Butler believes the standards will have little real impact and will simply increase the costs involved with rental property.

“Barfoot’s support for the costly and unnecessary compliance standards is actually deepening a problem for both owners and their tenants who end up having to foot the bill.”

NZ Property Investors Federation president Andrew King takes a different stance. He says that Barfoot & Thompson’s position probably represents the view of most rental property owners.

“We want our rental properties to be warm, dry and performing well. We want our tenants to be living in good conditions. As such we support most of the requirements in the standards.

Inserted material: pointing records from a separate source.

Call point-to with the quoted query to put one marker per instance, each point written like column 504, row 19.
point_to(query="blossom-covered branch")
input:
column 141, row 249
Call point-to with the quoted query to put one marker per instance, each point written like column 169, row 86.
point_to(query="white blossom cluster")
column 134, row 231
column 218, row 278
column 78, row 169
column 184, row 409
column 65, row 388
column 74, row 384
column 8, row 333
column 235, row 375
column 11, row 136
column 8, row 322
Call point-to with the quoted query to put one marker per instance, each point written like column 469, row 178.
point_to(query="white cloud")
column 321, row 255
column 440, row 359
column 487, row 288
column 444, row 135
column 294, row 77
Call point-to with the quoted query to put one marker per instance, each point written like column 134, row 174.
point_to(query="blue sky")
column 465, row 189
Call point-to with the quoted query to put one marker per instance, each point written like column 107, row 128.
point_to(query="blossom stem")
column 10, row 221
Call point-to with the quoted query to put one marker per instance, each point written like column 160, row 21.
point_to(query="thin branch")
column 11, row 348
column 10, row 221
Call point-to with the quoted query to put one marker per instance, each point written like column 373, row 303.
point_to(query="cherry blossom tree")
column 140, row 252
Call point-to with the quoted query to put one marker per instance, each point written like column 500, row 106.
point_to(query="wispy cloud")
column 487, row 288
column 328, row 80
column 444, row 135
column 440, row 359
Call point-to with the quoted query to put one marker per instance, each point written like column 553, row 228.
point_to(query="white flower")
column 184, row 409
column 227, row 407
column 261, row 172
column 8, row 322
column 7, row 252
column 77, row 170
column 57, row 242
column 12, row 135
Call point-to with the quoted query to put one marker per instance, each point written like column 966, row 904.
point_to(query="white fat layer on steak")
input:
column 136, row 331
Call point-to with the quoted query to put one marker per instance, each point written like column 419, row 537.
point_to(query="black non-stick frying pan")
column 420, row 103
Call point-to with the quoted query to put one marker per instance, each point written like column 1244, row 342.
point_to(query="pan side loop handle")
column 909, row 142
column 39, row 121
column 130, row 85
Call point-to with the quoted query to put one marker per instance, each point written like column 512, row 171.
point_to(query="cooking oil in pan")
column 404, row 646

“But we don’t agree that there are noticeable benefits in topping up the insulation to current standards in rental properties that are already insulated and having heat pumps in every single rental property.”

He says the issues the standards are trying to address are more complex than the standards assume, with tenant income being a factor – which is why the NZPIF has always backed the idea of the Winter energy payment.

That means the NZPIF agrees with the National Party that some of the standards should be revisited, but they don’t agree that all the standards should simply be removed.

King adds that the National Party’s stance on his particular issue seems to have been misinterpreted by many.

This does appear to be the case. National Party housing spokesperson Jacqui Dean says that, if elected, they won’t be repealing all of the recent changes made to rental standards.

“The ones relating to insulation will be kept and we don’t see a need to make any other immediate changes in this area.

“But we will remove those regulations that cause an unnecessary burden and drive up the cost of rents, such as the regulations prescribing heating output on qualifying heaters that require advanced mathematics to interpret.”

She says National wants tenants to live in warm, dry homes but putting too much regulation, too quickly on landlords without any incentives only leaves fewer people willing to be landlords.

“All that will happen is rentals become even more expensive, or landlords will sell up and there will be fewer places to rent.”